Author | : Mary Lou Curran |
Publisher | : |
Total Pages | : 468 |
Release | : 1987 |
Genre | : Glacial climates |
ISBN | : |
Download The Spatial Organization of Paleoindian Populations in the Late Pleistocene of the Northeast Book in PDF, ePub and Kindle
Author | : Renee Beauchamp Walker |
Publisher | : U of Nebraska Press |
Total Pages | : 345 |
Release | : 2007-01-01 |
Genre | : Science |
ISBN | : 0803207646 |
Download Foragers of the Terminal Pleistocene in North America Book in PDF, ePub and Kindle
These essays cast new light on Paleoindians, the first settlers of North America. Recent research strongly suggests that big-game hunting was but one of the subsistence strategies the first humans in the New World employed and that they also relied on foraging and fishing.
Author | : Kunz |
Publisher | : CreateSpace |
Total Pages | : 94 |
Release | : 2015-01-03 |
Genre | : |
ISBN | : 9781505251418 |
Download The Mesa Site Book in PDF, ePub and Kindle
Between 1978 and 1999, excavations in arctic and western Alaska have revealed the presence of Paleoindians during terminal Pleistocene/early Holocene times, ca. 12,000 to 9500 years BP (Before Present). The Type Site for this cultural manifestation, the Mesa Site, is located on the northern flank of the central Brooks Range at N68° 24.72 W155° 48.02, amid rolling foothills that extend northward 40 miles to the Colville River.

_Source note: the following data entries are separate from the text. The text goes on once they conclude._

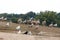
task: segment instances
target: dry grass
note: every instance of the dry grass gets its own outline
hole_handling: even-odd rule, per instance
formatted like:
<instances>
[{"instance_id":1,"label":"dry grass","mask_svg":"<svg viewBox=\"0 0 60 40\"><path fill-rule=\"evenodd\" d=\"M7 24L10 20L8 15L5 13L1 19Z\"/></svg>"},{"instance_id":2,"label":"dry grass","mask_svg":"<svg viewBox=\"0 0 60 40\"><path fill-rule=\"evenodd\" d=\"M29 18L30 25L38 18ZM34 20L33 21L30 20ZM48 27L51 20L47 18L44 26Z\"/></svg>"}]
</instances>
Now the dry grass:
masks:
<instances>
[{"instance_id":1,"label":"dry grass","mask_svg":"<svg viewBox=\"0 0 60 40\"><path fill-rule=\"evenodd\" d=\"M27 24L16 24L16 23L11 23L10 24L10 27L6 28L6 23L7 22L0 22L0 31L1 32L9 32L9 33L15 33L16 32L16 27L18 25L21 26L21 30L22 31L32 31L32 33L34 35L36 35L37 33L39 33L40 31L43 31L43 32L47 32L47 34L60 34L60 28L56 28L56 27L45 27L45 26L41 26L36 29L34 25L34 27L28 27ZM50 36L50 35L49 35ZM57 36L57 35L56 35ZM60 35L59 35L60 36Z\"/></svg>"}]
</instances>

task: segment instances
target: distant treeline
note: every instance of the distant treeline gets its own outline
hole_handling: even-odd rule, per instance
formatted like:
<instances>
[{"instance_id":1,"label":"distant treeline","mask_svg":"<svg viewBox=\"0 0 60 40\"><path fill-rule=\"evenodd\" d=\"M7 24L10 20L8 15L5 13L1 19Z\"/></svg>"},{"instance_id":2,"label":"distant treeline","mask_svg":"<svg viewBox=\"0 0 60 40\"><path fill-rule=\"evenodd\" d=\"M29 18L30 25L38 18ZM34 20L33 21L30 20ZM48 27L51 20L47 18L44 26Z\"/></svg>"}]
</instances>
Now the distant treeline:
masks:
<instances>
[{"instance_id":1,"label":"distant treeline","mask_svg":"<svg viewBox=\"0 0 60 40\"><path fill-rule=\"evenodd\" d=\"M6 17L8 21L12 21L17 23L17 20L21 18L22 20L28 20L29 18L33 17L35 20L40 20L40 22L46 20L47 25L49 25L51 22L53 24L57 23L58 27L60 27L60 13L54 12L54 11L41 11L39 13L35 12L27 12L26 14L8 14L8 13L3 13L0 14L0 17Z\"/></svg>"}]
</instances>

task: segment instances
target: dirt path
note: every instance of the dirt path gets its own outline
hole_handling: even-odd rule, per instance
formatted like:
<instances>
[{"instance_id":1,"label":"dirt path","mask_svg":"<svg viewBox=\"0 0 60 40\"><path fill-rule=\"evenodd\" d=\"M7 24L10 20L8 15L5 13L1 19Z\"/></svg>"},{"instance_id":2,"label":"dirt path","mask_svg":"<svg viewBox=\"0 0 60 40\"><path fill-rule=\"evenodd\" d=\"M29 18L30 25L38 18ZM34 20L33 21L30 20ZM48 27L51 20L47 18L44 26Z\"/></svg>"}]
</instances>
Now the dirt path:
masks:
<instances>
[{"instance_id":1,"label":"dirt path","mask_svg":"<svg viewBox=\"0 0 60 40\"><path fill-rule=\"evenodd\" d=\"M0 40L60 40L60 37L31 36L0 32Z\"/></svg>"}]
</instances>

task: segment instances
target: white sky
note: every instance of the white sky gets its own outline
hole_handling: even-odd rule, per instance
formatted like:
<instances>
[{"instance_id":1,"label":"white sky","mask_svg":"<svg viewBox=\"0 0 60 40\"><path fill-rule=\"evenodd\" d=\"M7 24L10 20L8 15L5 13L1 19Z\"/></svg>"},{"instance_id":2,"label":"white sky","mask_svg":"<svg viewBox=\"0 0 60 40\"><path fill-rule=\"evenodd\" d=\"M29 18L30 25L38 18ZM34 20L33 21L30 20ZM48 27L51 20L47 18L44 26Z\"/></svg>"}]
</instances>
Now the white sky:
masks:
<instances>
[{"instance_id":1,"label":"white sky","mask_svg":"<svg viewBox=\"0 0 60 40\"><path fill-rule=\"evenodd\" d=\"M60 0L0 0L0 13L60 12Z\"/></svg>"}]
</instances>

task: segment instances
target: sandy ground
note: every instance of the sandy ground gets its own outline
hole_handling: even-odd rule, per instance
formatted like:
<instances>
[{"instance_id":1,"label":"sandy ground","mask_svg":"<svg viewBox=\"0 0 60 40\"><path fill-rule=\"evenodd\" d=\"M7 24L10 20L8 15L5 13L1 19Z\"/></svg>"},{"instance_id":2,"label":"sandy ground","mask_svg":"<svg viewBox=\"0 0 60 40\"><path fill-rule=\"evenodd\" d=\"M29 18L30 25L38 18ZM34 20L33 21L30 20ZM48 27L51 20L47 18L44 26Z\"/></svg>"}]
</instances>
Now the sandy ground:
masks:
<instances>
[{"instance_id":1,"label":"sandy ground","mask_svg":"<svg viewBox=\"0 0 60 40\"><path fill-rule=\"evenodd\" d=\"M31 36L0 32L0 40L60 40L60 37Z\"/></svg>"}]
</instances>

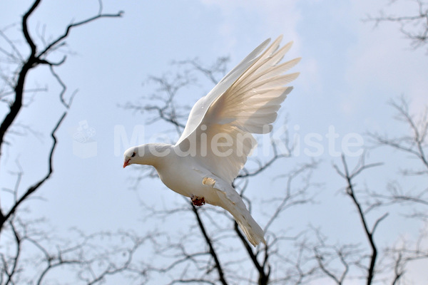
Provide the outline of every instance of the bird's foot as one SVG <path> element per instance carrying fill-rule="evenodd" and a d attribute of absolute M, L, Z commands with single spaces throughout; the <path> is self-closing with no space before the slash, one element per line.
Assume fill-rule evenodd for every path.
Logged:
<path fill-rule="evenodd" d="M 203 197 L 198 197 L 192 194 L 190 195 L 190 199 L 192 200 L 192 203 L 193 203 L 195 206 L 202 206 L 205 204 L 205 198 Z"/>

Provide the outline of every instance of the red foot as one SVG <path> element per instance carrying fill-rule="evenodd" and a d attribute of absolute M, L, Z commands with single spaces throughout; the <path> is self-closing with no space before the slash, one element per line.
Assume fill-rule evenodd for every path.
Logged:
<path fill-rule="evenodd" d="M 192 200 L 192 203 L 193 203 L 195 206 L 202 206 L 205 204 L 205 198 L 203 197 L 198 197 L 192 195 L 190 199 Z"/>

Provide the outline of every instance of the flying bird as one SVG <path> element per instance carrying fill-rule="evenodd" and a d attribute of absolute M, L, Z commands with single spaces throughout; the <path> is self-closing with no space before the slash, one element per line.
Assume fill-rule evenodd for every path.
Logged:
<path fill-rule="evenodd" d="M 266 243 L 233 182 L 256 145 L 252 133 L 268 133 L 280 104 L 298 73 L 284 74 L 300 58 L 280 63 L 292 42 L 280 48 L 282 36 L 268 39 L 229 72 L 189 115 L 174 145 L 148 143 L 128 149 L 123 167 L 153 166 L 170 190 L 188 197 L 195 206 L 205 203 L 229 212 L 257 246 Z"/>

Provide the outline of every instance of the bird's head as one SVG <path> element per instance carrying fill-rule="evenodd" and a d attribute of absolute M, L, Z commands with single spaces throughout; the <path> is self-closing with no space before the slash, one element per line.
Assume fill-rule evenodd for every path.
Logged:
<path fill-rule="evenodd" d="M 138 147 L 132 147 L 128 148 L 123 153 L 123 168 L 129 165 L 136 163 L 136 157 L 138 157 Z"/>

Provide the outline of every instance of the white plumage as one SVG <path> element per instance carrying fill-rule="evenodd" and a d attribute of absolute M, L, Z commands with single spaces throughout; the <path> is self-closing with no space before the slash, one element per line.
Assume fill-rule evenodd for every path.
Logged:
<path fill-rule="evenodd" d="M 280 104 L 292 89 L 285 85 L 298 76 L 284 74 L 300 58 L 280 63 L 292 45 L 279 48 L 281 39 L 267 48 L 270 40 L 263 42 L 199 99 L 175 145 L 146 144 L 124 154 L 124 167 L 153 165 L 167 187 L 191 197 L 195 204 L 207 202 L 228 210 L 254 246 L 265 242 L 263 231 L 232 182 L 256 145 L 251 133 L 272 130 Z"/>

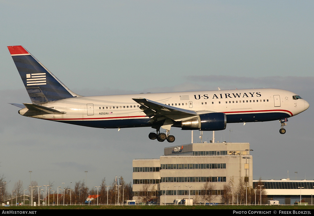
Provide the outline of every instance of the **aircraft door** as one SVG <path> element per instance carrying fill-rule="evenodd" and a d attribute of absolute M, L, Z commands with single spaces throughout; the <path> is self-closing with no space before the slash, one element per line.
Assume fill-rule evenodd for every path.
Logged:
<path fill-rule="evenodd" d="M 189 107 L 192 108 L 193 107 L 193 103 L 192 101 L 189 101 Z"/>
<path fill-rule="evenodd" d="M 280 95 L 274 95 L 274 106 L 278 107 L 280 106 Z"/>
<path fill-rule="evenodd" d="M 92 116 L 94 114 L 94 105 L 93 104 L 87 104 L 87 115 Z"/>

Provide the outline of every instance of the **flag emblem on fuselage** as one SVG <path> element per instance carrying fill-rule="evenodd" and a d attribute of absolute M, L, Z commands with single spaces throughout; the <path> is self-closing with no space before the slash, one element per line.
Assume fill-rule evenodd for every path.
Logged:
<path fill-rule="evenodd" d="M 46 73 L 28 73 L 26 74 L 27 85 L 46 85 Z"/>

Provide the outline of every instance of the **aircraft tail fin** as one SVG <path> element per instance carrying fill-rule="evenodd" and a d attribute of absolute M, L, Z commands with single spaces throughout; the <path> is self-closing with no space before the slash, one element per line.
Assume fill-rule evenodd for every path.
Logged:
<path fill-rule="evenodd" d="M 81 96 L 69 89 L 22 46 L 8 48 L 33 104 Z"/>

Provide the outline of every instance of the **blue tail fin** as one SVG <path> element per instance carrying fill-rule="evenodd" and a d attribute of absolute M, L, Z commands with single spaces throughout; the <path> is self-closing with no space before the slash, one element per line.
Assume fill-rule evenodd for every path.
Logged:
<path fill-rule="evenodd" d="M 8 48 L 33 104 L 80 96 L 69 89 L 22 46 Z"/>

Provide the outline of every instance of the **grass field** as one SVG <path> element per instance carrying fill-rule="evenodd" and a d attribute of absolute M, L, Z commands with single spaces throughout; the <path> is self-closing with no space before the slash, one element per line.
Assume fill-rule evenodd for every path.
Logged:
<path fill-rule="evenodd" d="M 310 210 L 314 209 L 314 206 L 0 206 L 0 209 L 6 210 L 35 210 L 36 209 L 238 209 L 239 210 L 262 209 L 267 210 Z M 1 212 L 1 211 L 0 211 Z"/>

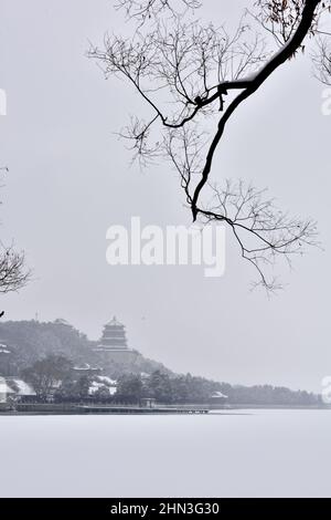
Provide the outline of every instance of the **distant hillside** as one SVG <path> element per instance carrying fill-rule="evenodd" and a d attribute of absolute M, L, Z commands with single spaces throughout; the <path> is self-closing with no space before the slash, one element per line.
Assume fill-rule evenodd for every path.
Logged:
<path fill-rule="evenodd" d="M 161 363 L 148 360 L 138 352 L 135 358 L 126 363 L 107 363 L 93 352 L 95 342 L 61 319 L 47 323 L 35 320 L 0 323 L 0 343 L 8 345 L 11 352 L 10 356 L 0 355 L 2 375 L 18 375 L 23 368 L 49 354 L 63 354 L 77 365 L 88 363 L 103 366 L 105 374 L 111 377 L 124 373 L 170 373 Z"/>
<path fill-rule="evenodd" d="M 292 392 L 289 388 L 265 386 L 233 386 L 226 383 L 213 382 L 203 377 L 192 377 L 190 374 L 172 373 L 161 363 L 143 357 L 139 352 L 128 356 L 126 362 L 115 363 L 93 352 L 96 342 L 88 340 L 82 332 L 65 320 L 50 323 L 38 321 L 9 321 L 0 323 L 0 375 L 18 376 L 36 360 L 50 354 L 62 354 L 76 365 L 89 364 L 104 368 L 103 374 L 120 378 L 126 374 L 151 375 L 156 382 L 153 392 L 168 402 L 204 402 L 214 392 L 221 392 L 228 397 L 231 405 L 287 405 L 311 406 L 319 405 L 320 397 L 308 392 Z M 6 345 L 6 346 L 3 346 Z M 8 351 L 10 353 L 8 353 Z M 166 397 L 164 397 L 166 398 Z M 162 401 L 162 399 L 161 399 Z"/>

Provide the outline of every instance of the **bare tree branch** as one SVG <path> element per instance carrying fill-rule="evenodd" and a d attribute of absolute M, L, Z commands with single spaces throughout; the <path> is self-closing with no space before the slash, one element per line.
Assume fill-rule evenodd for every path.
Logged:
<path fill-rule="evenodd" d="M 302 252 L 302 245 L 316 245 L 316 222 L 280 217 L 271 201 L 264 200 L 263 191 L 244 188 L 242 183 L 217 188 L 218 206 L 204 207 L 202 193 L 210 185 L 228 121 L 278 67 L 305 52 L 306 38 L 319 34 L 321 17 L 330 13 L 330 0 L 257 0 L 232 35 L 225 27 L 188 21 L 179 11 L 200 7 L 197 1 L 119 0 L 117 7 L 137 19 L 138 30 L 132 39 L 105 37 L 104 48 L 92 46 L 89 56 L 102 63 L 106 76 L 127 79 L 150 111 L 147 121 L 134 117 L 120 135 L 143 165 L 170 159 L 193 220 L 227 223 L 242 256 L 257 269 L 258 283 L 271 290 L 276 282 L 266 278 L 264 268 L 277 257 L 288 260 Z M 170 21 L 163 12 L 170 13 Z M 146 23 L 150 18 L 151 24 Z M 258 22 L 265 37 L 249 20 Z M 277 42 L 276 52 L 268 48 L 269 35 Z M 324 48 L 320 62 L 324 82 L 329 81 L 329 60 Z M 213 131 L 209 116 L 220 112 Z M 239 208 L 238 215 L 229 216 L 228 205 Z M 247 237 L 260 246 L 247 246 Z"/>

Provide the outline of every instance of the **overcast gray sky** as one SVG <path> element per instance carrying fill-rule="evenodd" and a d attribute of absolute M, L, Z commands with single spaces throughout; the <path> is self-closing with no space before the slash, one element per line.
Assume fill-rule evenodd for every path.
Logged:
<path fill-rule="evenodd" d="M 217 24 L 236 19 L 246 2 L 206 3 Z M 331 117 L 321 115 L 323 87 L 310 60 L 277 71 L 237 112 L 217 155 L 220 178 L 267 186 L 282 208 L 319 221 L 325 251 L 297 259 L 289 285 L 268 300 L 249 292 L 254 272 L 235 245 L 222 279 L 204 278 L 201 268 L 107 266 L 110 225 L 131 216 L 190 223 L 175 175 L 129 167 L 113 134 L 140 108 L 139 97 L 105 81 L 85 56 L 88 40 L 100 42 L 122 18 L 109 0 L 1 0 L 0 13 L 8 95 L 0 158 L 10 168 L 1 233 L 34 270 L 26 289 L 1 297 L 7 319 L 61 316 L 97 339 L 116 314 L 132 347 L 174 371 L 320 389 L 331 375 Z"/>

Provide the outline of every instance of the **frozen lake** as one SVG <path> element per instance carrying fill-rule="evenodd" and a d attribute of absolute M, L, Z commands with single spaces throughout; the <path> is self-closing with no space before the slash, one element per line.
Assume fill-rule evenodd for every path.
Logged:
<path fill-rule="evenodd" d="M 331 497 L 331 410 L 0 416 L 1 497 Z"/>

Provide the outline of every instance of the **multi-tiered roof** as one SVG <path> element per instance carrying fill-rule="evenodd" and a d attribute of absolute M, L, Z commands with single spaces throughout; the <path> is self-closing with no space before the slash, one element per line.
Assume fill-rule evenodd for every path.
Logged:
<path fill-rule="evenodd" d="M 126 327 L 116 320 L 116 316 L 104 326 L 100 343 L 95 349 L 98 352 L 127 352 L 129 351 Z"/>

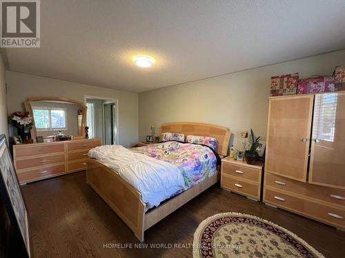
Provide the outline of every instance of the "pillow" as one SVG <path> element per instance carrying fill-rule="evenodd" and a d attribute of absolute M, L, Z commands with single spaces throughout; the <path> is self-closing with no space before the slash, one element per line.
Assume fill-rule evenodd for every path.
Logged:
<path fill-rule="evenodd" d="M 184 134 L 177 133 L 162 133 L 161 134 L 161 141 L 168 142 L 170 140 L 184 142 Z"/>
<path fill-rule="evenodd" d="M 207 145 L 217 150 L 217 139 L 208 136 L 188 136 L 187 142 Z"/>

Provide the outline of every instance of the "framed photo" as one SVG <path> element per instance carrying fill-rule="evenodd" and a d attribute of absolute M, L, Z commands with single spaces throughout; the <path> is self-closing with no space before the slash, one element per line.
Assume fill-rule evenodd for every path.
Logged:
<path fill-rule="evenodd" d="M 153 136 L 146 136 L 146 142 L 153 142 Z"/>
<path fill-rule="evenodd" d="M 23 143 L 21 142 L 21 138 L 20 136 L 13 136 L 12 138 L 14 144 L 21 144 Z"/>
<path fill-rule="evenodd" d="M 265 149 L 266 149 L 266 142 L 264 140 L 259 140 L 259 145 L 257 146 L 257 152 L 260 157 L 264 156 L 265 153 Z"/>
<path fill-rule="evenodd" d="M 0 135 L 0 195 L 15 239 L 15 252 L 30 257 L 27 208 L 4 134 Z"/>

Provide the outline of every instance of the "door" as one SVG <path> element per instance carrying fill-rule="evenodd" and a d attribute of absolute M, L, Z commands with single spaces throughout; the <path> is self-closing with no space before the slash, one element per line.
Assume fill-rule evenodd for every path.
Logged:
<path fill-rule="evenodd" d="M 345 189 L 345 93 L 315 96 L 308 182 Z"/>
<path fill-rule="evenodd" d="M 265 171 L 306 182 L 314 96 L 269 100 Z"/>
<path fill-rule="evenodd" d="M 104 144 L 115 144 L 115 105 L 114 103 L 104 104 Z"/>

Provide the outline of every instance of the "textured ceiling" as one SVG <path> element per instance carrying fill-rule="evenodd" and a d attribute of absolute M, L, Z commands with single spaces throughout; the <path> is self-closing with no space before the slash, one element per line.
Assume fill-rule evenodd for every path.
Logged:
<path fill-rule="evenodd" d="M 11 71 L 141 92 L 345 48 L 344 14 L 344 0 L 43 0 L 41 48 L 6 52 Z"/>

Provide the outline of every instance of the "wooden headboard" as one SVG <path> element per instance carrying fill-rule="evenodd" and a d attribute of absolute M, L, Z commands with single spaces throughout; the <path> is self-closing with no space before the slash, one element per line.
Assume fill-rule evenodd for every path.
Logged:
<path fill-rule="evenodd" d="M 231 133 L 228 127 L 202 122 L 179 122 L 163 124 L 160 133 L 179 133 L 187 136 L 210 136 L 218 141 L 217 153 L 226 155 Z"/>

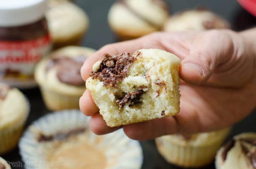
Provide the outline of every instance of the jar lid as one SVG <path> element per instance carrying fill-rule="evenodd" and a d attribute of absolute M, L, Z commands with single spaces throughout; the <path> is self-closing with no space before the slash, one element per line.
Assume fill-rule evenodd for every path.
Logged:
<path fill-rule="evenodd" d="M 0 27 L 21 26 L 42 18 L 46 0 L 0 0 Z"/>

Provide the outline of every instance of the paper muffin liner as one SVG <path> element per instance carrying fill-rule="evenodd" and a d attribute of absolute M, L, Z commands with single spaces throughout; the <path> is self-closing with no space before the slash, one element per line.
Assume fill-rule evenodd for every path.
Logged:
<path fill-rule="evenodd" d="M 230 128 L 223 130 L 218 139 L 211 144 L 197 146 L 179 145 L 166 139 L 165 136 L 155 139 L 157 147 L 162 156 L 169 163 L 183 167 L 198 168 L 212 162 L 218 150 L 228 135 Z"/>
<path fill-rule="evenodd" d="M 51 111 L 59 111 L 79 108 L 79 99 L 81 96 L 67 95 L 41 87 L 44 102 Z"/>
<path fill-rule="evenodd" d="M 26 115 L 23 119 L 17 121 L 18 123 L 13 124 L 12 126 L 0 129 L 0 154 L 12 150 L 17 145 L 30 111 L 30 104 L 28 100 L 26 99 L 29 108 Z"/>
<path fill-rule="evenodd" d="M 0 157 L 0 168 L 2 168 L 2 166 L 1 166 L 2 165 L 3 165 L 5 167 L 5 169 L 11 169 L 11 166 L 10 166 L 8 163 Z"/>
<path fill-rule="evenodd" d="M 73 152 L 72 150 L 76 150 L 76 145 L 79 142 L 94 150 L 94 151 L 91 151 L 93 153 L 90 154 L 90 156 L 95 155 L 94 154 L 94 152 L 101 152 L 103 154 L 103 158 L 97 156 L 97 165 L 98 163 L 99 164 L 104 161 L 105 167 L 102 168 L 135 169 L 140 168 L 143 156 L 142 150 L 138 141 L 129 139 L 122 130 L 104 135 L 97 136 L 90 130 L 89 119 L 89 117 L 84 116 L 79 110 L 70 110 L 48 114 L 34 122 L 24 132 L 19 144 L 20 154 L 23 160 L 26 164 L 31 164 L 27 165 L 26 168 L 71 168 L 61 167 L 64 163 L 67 164 L 66 163 L 69 163 L 67 165 L 68 165 L 70 163 L 72 164 L 73 168 L 80 168 L 79 167 L 81 168 L 81 166 L 83 166 L 82 168 L 87 168 L 85 164 L 88 161 L 87 161 L 87 159 L 90 160 L 91 157 L 87 158 L 83 155 L 76 154 L 76 158 L 82 157 L 82 161 L 79 162 L 75 161 L 75 159 L 71 160 L 70 158 L 69 160 L 62 156 L 57 156 L 62 158 L 61 159 L 58 159 L 59 160 L 58 162 L 52 160 L 50 163 L 47 160 L 51 159 L 49 158 L 50 156 L 53 157 L 55 154 L 57 154 L 58 152 L 61 151 L 61 148 L 66 148 L 70 144 L 72 146 L 70 147 L 72 148 L 68 154 L 78 153 L 77 149 L 76 151 L 74 150 L 75 151 Z M 38 133 L 49 136 L 82 128 L 86 129 L 84 133 L 78 135 L 75 138 L 67 139 L 68 140 L 64 139 L 46 142 L 38 141 Z M 86 151 L 83 151 L 85 153 L 86 151 L 87 151 L 87 149 Z M 76 160 L 76 159 L 75 160 Z M 38 164 L 39 165 L 37 165 Z M 46 165 L 56 166 L 49 167 Z M 99 168 L 95 166 L 92 168 Z"/>

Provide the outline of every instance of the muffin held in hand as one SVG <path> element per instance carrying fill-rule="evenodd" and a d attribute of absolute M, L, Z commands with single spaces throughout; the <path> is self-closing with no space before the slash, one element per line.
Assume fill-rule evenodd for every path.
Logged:
<path fill-rule="evenodd" d="M 201 167 L 212 162 L 230 129 L 190 136 L 165 136 L 155 142 L 159 153 L 168 162 L 183 167 Z"/>
<path fill-rule="evenodd" d="M 161 30 L 168 8 L 163 0 L 118 0 L 110 10 L 108 23 L 120 40 L 136 38 Z"/>
<path fill-rule="evenodd" d="M 85 90 L 80 69 L 94 50 L 78 46 L 60 49 L 42 60 L 35 76 L 46 106 L 51 110 L 79 108 Z"/>
<path fill-rule="evenodd" d="M 243 133 L 234 137 L 219 151 L 217 169 L 256 168 L 256 133 Z"/>
<path fill-rule="evenodd" d="M 49 1 L 46 16 L 55 48 L 79 45 L 89 25 L 85 13 L 67 1 Z"/>
<path fill-rule="evenodd" d="M 171 17 L 165 24 L 166 31 L 203 30 L 230 28 L 229 22 L 204 9 L 185 10 Z"/>
<path fill-rule="evenodd" d="M 29 114 L 29 105 L 19 90 L 0 83 L 0 154 L 16 146 Z"/>
<path fill-rule="evenodd" d="M 86 87 L 110 127 L 173 115 L 180 111 L 180 65 L 177 57 L 157 49 L 105 54 Z"/>

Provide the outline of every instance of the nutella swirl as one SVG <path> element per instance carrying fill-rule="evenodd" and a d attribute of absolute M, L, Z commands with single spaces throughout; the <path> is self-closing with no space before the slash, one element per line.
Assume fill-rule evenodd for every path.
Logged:
<path fill-rule="evenodd" d="M 136 57 L 140 54 L 137 54 Z M 117 88 L 117 84 L 126 77 L 130 67 L 136 59 L 129 53 L 113 56 L 105 53 L 99 69 L 91 72 L 90 76 L 93 79 L 99 79 L 105 86 Z"/>
<path fill-rule="evenodd" d="M 242 153 L 248 162 L 249 165 L 256 169 L 256 149 L 252 147 L 256 146 L 256 138 L 241 138 L 235 140 L 232 139 L 224 145 L 221 156 L 223 162 L 227 159 L 229 152 L 235 146 L 236 142 L 238 142 Z"/>
<path fill-rule="evenodd" d="M 48 61 L 46 71 L 57 67 L 57 77 L 62 83 L 76 86 L 84 85 L 84 81 L 81 77 L 80 69 L 86 59 L 80 56 L 74 58 L 60 57 Z"/>

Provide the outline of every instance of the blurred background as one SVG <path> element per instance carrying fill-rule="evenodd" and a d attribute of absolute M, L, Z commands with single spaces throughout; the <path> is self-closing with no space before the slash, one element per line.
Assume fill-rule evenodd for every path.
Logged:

The site lies atop a mesa-like ridge that rises 180 feet above the floor of the Iteriak Creek valley, offering an unobstructed 360° view of the surrounding treeless countryside. Excavation at the site has produced the remains of more than 450 formal flaked stone tools and over 120,000 pieces of lithic debitage, which comprise an assemblage typical of the "classic" Paleoindian cultures of the North American High Plains. More than 150 of the artifacts are the complete or fragmentary remains of lanceolate projectile points, many of which have been recovered from within the charcoal/soil matrix of discrete hearths which are the central features of numerous activity areas.